A few miles ahead, another weary traveler was counting the miles and hours ahead – not to sand and surf, but to hearth and home. With a fresh tank of coffee in his gut and a fresh mug by his side, Glenn Allen pulled his big rig out of the parking lot of an all night diner – a lone neon oasis in the dark desert. He had the 18-wheeler in second gear, the front wheels entering the black highway, when he thought of his wallet – the wallet he’d last seen beside his empty plate in the diner – the wallet somewhat sticky with pancake syrup. He fumbled, trying to dig into his back pocket, searching, while he silently cursed his ever increasing weight gain. The cab’s rear wheels entered the highway, and now crossed the center line. The big rig now covered both lanes, at a forty-five degree angle. He was focused on the wallet, not on completing his turn. A delay, far less important that the wallet, was fast approaching, and now lay in the path of the rig.
He touched the wallet. Aha! he thought. He had it after al…
I’m told that folks never feel a thing, that is, in a full blown highway crash. One second, all is well with the world. Your mind is doing what it was doing in the previous micro second. Then it happens. Instantly, you cannot see, hear, or feel. That fate’s reserved for the lucky ones. Others, are cursed by seeing, and knowing what’s coming. They see. They hear. They feel.
Judith and Wallace were among the lucky ones.
Their vision, hearing, and tactical senses returned after the crash, but only briefly.
The 5 folks in the diner heard the crash. One claimed she could actually feel it.
The Bishops vehicle hit the rig between the cab and trailer, no more than 5 feet behind where the driver sat – his wallet still in his back pocket. The Bishop’s well worn Chrysler literally cut the rig in half – coming to rest in a tangled heap – almost twenty yards past where the separated cab and trailer came to rest. The posted speed on this stretch of desert highway was 75, and the Bishop’s were doing ever mile of that, if not more.
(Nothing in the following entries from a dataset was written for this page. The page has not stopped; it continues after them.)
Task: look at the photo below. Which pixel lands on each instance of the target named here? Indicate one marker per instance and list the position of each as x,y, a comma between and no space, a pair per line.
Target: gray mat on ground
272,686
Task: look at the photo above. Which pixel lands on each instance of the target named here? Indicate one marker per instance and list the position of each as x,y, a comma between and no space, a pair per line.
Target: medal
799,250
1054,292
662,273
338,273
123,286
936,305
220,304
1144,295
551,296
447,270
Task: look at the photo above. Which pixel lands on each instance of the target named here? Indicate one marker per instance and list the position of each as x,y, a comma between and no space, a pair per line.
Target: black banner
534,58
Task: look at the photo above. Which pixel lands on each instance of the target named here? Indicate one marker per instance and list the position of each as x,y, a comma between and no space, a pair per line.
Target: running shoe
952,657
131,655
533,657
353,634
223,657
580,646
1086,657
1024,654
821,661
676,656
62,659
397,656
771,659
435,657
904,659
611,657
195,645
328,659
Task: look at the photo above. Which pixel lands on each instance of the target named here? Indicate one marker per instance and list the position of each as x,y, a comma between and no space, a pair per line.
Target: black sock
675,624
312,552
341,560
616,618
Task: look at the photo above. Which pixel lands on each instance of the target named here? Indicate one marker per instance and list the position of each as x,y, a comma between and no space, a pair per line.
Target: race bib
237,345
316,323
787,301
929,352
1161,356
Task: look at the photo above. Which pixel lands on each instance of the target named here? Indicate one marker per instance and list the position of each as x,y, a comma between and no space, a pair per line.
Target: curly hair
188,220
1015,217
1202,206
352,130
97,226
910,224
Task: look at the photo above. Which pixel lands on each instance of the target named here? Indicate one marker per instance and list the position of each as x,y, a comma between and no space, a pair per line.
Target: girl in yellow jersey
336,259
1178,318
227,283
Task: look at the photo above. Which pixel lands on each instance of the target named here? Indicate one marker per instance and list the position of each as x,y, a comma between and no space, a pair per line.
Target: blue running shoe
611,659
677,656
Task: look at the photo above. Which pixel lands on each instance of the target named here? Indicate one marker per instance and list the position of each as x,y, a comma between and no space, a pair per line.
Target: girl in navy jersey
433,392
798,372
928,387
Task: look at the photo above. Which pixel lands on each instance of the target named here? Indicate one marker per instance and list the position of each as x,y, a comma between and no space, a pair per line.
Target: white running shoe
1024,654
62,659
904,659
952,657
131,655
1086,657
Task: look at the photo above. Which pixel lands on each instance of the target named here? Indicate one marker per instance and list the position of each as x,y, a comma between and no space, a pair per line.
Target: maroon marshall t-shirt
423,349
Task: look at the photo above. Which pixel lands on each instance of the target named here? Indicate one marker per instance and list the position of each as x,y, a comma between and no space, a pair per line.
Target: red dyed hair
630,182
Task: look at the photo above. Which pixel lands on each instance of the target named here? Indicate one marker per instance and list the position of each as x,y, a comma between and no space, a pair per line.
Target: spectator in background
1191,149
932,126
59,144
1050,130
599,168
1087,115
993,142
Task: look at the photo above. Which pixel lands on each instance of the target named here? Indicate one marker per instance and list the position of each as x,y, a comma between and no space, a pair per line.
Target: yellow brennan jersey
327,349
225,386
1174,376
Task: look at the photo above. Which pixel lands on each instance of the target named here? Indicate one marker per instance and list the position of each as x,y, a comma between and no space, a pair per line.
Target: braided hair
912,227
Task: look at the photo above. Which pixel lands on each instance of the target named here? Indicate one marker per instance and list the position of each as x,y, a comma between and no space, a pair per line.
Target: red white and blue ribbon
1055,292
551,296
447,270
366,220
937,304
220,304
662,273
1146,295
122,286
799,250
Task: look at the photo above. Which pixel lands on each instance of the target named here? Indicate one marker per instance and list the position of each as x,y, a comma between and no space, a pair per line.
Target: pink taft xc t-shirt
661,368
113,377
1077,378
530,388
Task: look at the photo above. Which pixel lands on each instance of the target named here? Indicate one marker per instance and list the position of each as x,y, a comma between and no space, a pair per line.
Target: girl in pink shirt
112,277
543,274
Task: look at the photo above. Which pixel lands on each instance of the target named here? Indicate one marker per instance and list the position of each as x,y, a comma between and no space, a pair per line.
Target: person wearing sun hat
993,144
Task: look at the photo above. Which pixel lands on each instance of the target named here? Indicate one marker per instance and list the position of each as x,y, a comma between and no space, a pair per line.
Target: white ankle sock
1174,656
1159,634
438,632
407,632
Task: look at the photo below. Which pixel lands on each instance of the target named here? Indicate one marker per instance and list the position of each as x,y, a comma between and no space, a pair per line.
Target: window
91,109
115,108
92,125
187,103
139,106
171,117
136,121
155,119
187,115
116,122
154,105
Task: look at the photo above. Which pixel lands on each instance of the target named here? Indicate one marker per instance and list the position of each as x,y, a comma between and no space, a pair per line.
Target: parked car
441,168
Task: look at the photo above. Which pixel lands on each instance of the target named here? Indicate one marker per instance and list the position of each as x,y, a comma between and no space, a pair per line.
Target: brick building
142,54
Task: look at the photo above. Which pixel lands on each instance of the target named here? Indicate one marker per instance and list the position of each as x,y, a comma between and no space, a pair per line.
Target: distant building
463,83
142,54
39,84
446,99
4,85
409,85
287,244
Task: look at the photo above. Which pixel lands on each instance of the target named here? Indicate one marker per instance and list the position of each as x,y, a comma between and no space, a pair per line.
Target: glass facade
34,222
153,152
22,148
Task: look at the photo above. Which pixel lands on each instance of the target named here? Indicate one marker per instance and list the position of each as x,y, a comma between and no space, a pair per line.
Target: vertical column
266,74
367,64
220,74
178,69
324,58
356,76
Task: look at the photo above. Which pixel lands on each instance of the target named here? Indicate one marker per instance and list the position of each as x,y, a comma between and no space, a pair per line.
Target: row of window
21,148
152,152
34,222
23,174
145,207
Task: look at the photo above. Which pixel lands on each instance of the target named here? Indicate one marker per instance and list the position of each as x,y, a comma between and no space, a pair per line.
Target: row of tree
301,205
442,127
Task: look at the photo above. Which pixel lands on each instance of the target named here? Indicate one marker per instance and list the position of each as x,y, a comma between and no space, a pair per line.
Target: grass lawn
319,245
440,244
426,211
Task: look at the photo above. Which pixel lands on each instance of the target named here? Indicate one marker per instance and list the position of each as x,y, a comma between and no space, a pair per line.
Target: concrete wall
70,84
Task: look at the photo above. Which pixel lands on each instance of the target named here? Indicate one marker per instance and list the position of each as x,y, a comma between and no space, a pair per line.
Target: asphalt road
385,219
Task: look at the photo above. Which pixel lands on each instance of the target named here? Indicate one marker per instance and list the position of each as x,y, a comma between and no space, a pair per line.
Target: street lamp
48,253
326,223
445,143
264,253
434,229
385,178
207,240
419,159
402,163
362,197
Thankfully, there was no fire. When both mangled vehicles came to a stop, all was quiet and dark once again. Not a single light shown from either vehicle, save for one tiny bulb in the shattered dash of the Bishop’s Chrysler. The feeble light was hardly half the illumination of a birthday candle. The patrons of the the diner strained thru the plate glass window to see what had caused the terrible noise outside, but outside all was dark once again.
The Wallace Bishop, stunned an uncomprehending, barely clung to life. What had just happened? Was he dreaming? That’s it. A dream. A really bad dream. He was in bed. He’d just awakened. Yes, that was it! Through his foggy vision, he saw Judith. Funny. She was upside down. Why was she upside down? Or perhaps, it was he who was flipped.
The solitary bulb, somehow still drawing power, cast a soft light on Judith’s face. She was smiling at him, or at least, trying to smile. A crooked rivulet of red ran down her cheek and dripped from her chin. Her silvery hair fell across one eye. He reached to brush it out of her face, but could not. His arms seemed no longer to work.
His own life’s blood was draining away. Then, some degree of understanding returned to his starving brain… and he came to realize that this was his ultimate delay. He’d often wondered when his time would come, and where he might be. And now he knew – somewhere in the vast, almost empty desert. I wonder if the angels know where I am? He thought.
He didn’t have long. And he knew it. He wished that I could only hold Judith, just one more time. And he leaned toward her, which was not close enough, not close enough at all. He was growing weaker by the second.
“I… I love… you.” he managed, with great difficulty. He saw her lips moving, slowly, trying to speak. She was trying to tell him… but his vision was fuzzy.
In his final moment Bishop felt the hand of an angel on his hand. He tried to smile, but he couldn’t. His fleshly body had breathed its last.